Months from now, your bank may find out you’re buying a home before you submit your mortgage application.
It can recommend home insurance the moment a purchase is completed, provide early warning of signs of financial stress before loan payments are missed, and identify suspicious transactions within seconds of fraud occurring.
This is the future that technology and financial companies are increasingly building as artificial intelligence (AI) moves from experimental pilots to core banking and insurance operations.
In Kenya, banks, insurance companies, mobile money providers, and fintech companies already generate large amounts of customer data, including details of deposits, withdrawals, and fund transfers, spending habits, budget trends, and audio recordings of customer service calls.
These companies are constantly working on building tools that help analyze data pools for valuable insights. Over the past decade, banks and Saccos have invested heavily in digital channels, moving customers from traditional banking halls to mobile apps and online platforms.

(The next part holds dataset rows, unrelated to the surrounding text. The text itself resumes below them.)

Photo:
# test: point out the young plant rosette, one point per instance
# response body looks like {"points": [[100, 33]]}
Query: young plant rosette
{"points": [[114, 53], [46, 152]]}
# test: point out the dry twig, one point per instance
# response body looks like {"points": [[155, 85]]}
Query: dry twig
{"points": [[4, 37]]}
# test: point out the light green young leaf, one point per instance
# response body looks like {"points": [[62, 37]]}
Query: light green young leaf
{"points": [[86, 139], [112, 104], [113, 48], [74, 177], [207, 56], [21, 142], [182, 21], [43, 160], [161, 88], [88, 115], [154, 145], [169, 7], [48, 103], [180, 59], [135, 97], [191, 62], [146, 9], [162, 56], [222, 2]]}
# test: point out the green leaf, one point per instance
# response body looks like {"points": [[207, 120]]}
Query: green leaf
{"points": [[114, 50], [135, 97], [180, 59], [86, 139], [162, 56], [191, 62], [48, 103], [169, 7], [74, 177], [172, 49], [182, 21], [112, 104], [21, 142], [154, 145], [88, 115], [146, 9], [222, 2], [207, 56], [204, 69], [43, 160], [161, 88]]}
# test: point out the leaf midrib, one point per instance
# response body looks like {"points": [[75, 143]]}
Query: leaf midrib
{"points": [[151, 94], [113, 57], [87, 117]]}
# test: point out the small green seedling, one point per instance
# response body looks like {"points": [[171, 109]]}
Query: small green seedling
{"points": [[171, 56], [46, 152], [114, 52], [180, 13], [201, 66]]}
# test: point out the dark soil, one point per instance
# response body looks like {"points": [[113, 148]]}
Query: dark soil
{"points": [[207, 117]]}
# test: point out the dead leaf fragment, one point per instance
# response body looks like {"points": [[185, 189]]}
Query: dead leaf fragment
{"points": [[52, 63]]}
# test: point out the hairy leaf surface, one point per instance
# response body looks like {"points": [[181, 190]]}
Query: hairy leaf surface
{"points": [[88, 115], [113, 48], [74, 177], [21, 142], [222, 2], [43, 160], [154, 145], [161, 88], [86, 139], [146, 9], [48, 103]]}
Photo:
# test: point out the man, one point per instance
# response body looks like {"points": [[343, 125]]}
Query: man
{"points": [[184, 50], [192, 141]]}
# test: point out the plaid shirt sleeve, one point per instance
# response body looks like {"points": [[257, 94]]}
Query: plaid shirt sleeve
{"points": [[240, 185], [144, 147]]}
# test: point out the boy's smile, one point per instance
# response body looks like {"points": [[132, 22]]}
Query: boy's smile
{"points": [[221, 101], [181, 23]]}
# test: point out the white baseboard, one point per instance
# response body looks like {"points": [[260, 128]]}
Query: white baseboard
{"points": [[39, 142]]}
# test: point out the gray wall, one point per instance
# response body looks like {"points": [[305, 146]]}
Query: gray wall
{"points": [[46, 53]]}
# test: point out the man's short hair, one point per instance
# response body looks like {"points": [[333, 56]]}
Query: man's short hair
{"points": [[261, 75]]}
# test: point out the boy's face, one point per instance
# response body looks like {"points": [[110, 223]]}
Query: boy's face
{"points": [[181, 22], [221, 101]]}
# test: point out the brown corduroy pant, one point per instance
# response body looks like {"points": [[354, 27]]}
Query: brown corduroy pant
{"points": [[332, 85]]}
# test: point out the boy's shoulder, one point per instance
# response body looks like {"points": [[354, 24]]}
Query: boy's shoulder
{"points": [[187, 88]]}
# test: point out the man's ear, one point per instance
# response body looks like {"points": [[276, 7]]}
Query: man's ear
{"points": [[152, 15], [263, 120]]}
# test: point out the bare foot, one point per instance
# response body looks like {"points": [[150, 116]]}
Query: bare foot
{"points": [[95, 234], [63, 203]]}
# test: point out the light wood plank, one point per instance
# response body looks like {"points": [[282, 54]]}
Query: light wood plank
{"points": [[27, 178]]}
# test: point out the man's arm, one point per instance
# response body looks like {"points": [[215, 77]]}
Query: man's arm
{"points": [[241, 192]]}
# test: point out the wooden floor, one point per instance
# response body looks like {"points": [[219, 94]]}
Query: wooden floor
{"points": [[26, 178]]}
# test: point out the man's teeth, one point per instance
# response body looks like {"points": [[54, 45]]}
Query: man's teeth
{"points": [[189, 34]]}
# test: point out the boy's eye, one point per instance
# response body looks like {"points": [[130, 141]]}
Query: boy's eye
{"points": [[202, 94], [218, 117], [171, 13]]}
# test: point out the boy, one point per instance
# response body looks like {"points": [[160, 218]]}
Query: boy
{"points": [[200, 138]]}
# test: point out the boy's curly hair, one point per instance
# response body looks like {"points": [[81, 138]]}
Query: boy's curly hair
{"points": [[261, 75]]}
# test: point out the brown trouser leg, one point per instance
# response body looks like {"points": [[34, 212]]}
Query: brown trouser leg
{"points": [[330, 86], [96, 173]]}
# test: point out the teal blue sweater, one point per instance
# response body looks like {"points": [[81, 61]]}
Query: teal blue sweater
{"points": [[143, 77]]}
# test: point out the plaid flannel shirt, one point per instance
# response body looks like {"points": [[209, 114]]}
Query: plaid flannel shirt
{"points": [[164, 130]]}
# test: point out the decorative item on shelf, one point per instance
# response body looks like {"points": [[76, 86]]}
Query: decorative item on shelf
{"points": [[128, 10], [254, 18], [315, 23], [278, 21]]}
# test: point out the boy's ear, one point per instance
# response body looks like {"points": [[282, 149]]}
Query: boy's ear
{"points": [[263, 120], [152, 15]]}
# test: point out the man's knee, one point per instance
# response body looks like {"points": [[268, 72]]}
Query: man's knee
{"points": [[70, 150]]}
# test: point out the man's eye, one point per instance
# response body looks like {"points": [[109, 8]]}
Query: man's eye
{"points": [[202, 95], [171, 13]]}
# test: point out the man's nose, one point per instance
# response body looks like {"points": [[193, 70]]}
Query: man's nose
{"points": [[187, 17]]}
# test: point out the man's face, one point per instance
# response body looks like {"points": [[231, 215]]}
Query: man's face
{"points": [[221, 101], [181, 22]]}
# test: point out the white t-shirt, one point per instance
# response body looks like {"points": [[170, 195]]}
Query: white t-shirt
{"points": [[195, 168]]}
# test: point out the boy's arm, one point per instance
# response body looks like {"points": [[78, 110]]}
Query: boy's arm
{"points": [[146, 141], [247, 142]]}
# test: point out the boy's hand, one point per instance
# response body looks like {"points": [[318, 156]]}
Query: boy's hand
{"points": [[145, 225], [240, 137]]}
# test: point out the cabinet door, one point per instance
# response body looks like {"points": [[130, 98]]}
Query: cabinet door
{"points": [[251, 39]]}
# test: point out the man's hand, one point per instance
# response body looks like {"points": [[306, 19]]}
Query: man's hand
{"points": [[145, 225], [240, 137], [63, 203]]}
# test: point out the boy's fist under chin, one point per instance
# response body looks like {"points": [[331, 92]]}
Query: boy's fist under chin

But while much of the public discussion about AI focuses on improving efficiency and automating operations, banking and insurance industry executives see greater value in data intelligence.
Global IT companies like Salesforce, NTT Data, Oracle, and Microsoft are using AI, data, and automation to reduce costs, understand their customers better, sell more products, and build tools to improve decision-making.
“The real value is when you actually look at the top line: How are you leveraging AI to cross-sell and up-sell products?” Lauren Wortman, managing director of application services for the Middle East and Africa at NTT Data, told Business Daily. “How do we use AI to identify inefficiencies in the revenue lifecycle and optimize them?”
Cross-selling refers to encouraging existing customers to purchase a related product of their initial choice, while up-selling refers to encouraging existing customers to purchase a more expensive version of an item they are already considering.
This concept is often described as “next-best action,” which uses customer data and predictive analytics to identify what the customer is most likely to need next.
For example, if a customer starts showing signals related to buying a home, an AI system could recommend mortgages, insurance, and other related products. The same principles apply to savings, investments, loans, and insurance.
Kenya’s highly interconnected financial ecosystem makes these opportunities attractive for these technology companies.
Consumers regularly move money between banks, mobile money platforms, businesspeople, insurance companies, and fintech applications, creating a complex web of customer interactions.
“We’re taking customers through a connected journey that looks not just at a single banking ecosystem, but also at partners within that ecosystem, such as mobile money,” Wortman said.
The ability to create a single customer view is also gaining traction as lenders seek new ways to manage increasing credit risk.
Nick Christodoulou, vice president of Africa at Salesforce, argues that most financial institutions already have a wealth of customer information, but struggle to put it to use.
“My bank knows me better than I know myself because I have so many different touchpoints with the bank and all kinds of related organizations that are connected to my bank,” he said.
“What’s missing is the ability to not only create one view of the customer and get closer to that customer and understand that customer’s thought process, but also have enough predictive analytics to actually pretty much stay ahead of the customer’s movements.”
Kenyan banks believe such predictive capabilities could ultimately help borrowers identify signs of financial distress before they default, improve lending decisions and reduce losses.
Beyond lending, AI is increasingly being deployed to fight fraud. Banks are experimenting with systems that can analyze suspicious activity across multiple platforms, automate investigations, and speed up responses when customers report stolen funds.
According to a 2025 study by the Central Bank of Kenya (CBK), banks are using anomaly detection models to identify anomalous network activity, automate threat triage, and speed up incident response.
“The top three AI and ML applications by institutions that have adopted AI were credit risk assessment at 65%, cybersecurity at 54% and customer service at 43%, followed by e-KYC at 41% and fraud risk management at 40%,” CBK said.
But amid concerns about mass job losses due to increased automation, executives argue that the technology is more likely to augment the workforce rather than replace them completely.
Customer service agents, relationship managers, underwriters, and claims processors are increasingly equipped with AI tools to surface information, recommend actions, and automate repetitive tasks.
“What I’m seeing is increased productivity and empowering humans to create better experiences, make better decisions, and have more data and information to guide their organizations,” Wortman said.
Despite industry enthusiasm, local financial companies are cautious, spending significant time establishing governance frameworks around data privacy, security and responsible use of AI before deploying the technology at scale.
Experts say regulators will play a key role in defining these boundaries as automation expands into customer onboarding, claims processing, fraud management, lending decisions and personalized product recommendations.